Redefinition: Ground Control to Major Tom

It is true that technology’s impact on education is only just beginning, but ed tech tools are already redefining the way we teach and learn. No longer are we relegated to imagining weightlessness when our students listen to storytime from space as real astronauts read childhood favorites aloud while suspended in zero gravity at the international space station. Flipping the classroom is a redefinition of traditional instruction made possible by technologies like Educreations where carefully curated learning prepares students to actively apply learning.

Traditional models of engaging and assessing students are wholly transformed by tools that redefine teaching and learning. In art class, painting in watercolors becomes a three-dimensional rendering using tools like Google’s Tilt Brush.
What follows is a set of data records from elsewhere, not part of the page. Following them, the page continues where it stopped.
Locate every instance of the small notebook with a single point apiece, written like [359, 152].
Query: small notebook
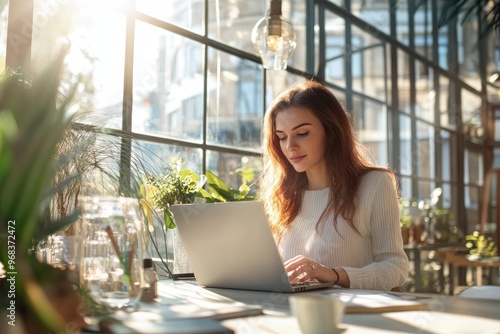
[361, 301]
[230, 245]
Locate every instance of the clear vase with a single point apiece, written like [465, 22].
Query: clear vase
[110, 251]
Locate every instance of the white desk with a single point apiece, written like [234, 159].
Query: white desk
[268, 312]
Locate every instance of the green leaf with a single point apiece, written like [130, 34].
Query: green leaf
[168, 218]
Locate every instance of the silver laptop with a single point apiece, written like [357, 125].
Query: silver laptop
[230, 245]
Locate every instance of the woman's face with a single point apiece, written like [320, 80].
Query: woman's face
[302, 139]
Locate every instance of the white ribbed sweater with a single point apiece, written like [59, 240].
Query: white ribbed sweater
[376, 259]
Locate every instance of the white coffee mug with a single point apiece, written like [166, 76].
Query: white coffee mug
[316, 313]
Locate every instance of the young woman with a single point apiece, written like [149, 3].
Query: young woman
[335, 214]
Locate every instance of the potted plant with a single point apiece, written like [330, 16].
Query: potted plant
[181, 186]
[406, 224]
[405, 220]
[480, 247]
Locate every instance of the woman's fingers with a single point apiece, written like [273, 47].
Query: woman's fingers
[301, 268]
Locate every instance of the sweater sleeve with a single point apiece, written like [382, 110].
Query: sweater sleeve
[379, 205]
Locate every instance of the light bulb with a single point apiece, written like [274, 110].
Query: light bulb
[274, 39]
[273, 42]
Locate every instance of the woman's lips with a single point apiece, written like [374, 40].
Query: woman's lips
[297, 159]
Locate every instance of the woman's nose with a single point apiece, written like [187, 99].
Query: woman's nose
[291, 144]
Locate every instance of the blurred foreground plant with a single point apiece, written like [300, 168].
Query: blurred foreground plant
[33, 119]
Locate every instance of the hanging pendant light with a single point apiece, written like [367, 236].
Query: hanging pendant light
[274, 39]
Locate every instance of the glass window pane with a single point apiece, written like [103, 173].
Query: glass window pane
[96, 57]
[370, 121]
[425, 189]
[405, 187]
[443, 41]
[225, 166]
[405, 157]
[425, 150]
[423, 28]
[447, 106]
[187, 14]
[235, 100]
[425, 93]
[402, 21]
[158, 158]
[375, 13]
[447, 153]
[468, 51]
[368, 65]
[471, 109]
[335, 49]
[473, 167]
[403, 81]
[168, 84]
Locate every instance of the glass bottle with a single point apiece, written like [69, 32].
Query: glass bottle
[150, 288]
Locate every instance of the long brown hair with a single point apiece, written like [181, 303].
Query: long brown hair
[281, 187]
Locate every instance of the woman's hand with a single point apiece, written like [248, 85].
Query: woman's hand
[303, 269]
Not only are growing artists able to demonstrate their understanding of depth and color but so too are their classmates able to take a walk through a shared 3D museum. Technology in education is helping break the barriers of access providing field trips to remote and exciting locations like the surface of the moon or the surface of a cell. And while medical students hone their surgical skills using tools like Osso VR, Olympic athletes gain a competitive advantage engaging in simulation tools created by STRIVR.

Learning Is the Outcome, Tech Is Just a Tool

The potential of these tools resides in their ability to untether our nation’s teachers from the physical boundaries of their classrooms and untie our nation’s students from arbitrary groupings while unleashing an exciting new level of truly immersive learning. To harness the true utility of these tools we must continue to address the digital divide that perpetuates inequities in our classrooms by not only bringing high speeds to our classrooms but also access to the tools that students and teachers need to support our most valuable assets, our future citizens.

A single tool, even with the greatest AI, will never be a panacea for education. But technology does help teachers take learners to worlds beyond their imagination while making learning visible and actionable. Tools that help make learning visible allow teachers to scaffold instruction and meet the needs of all of their learners. When teachers are empowered with the resources they need to thrive, students win.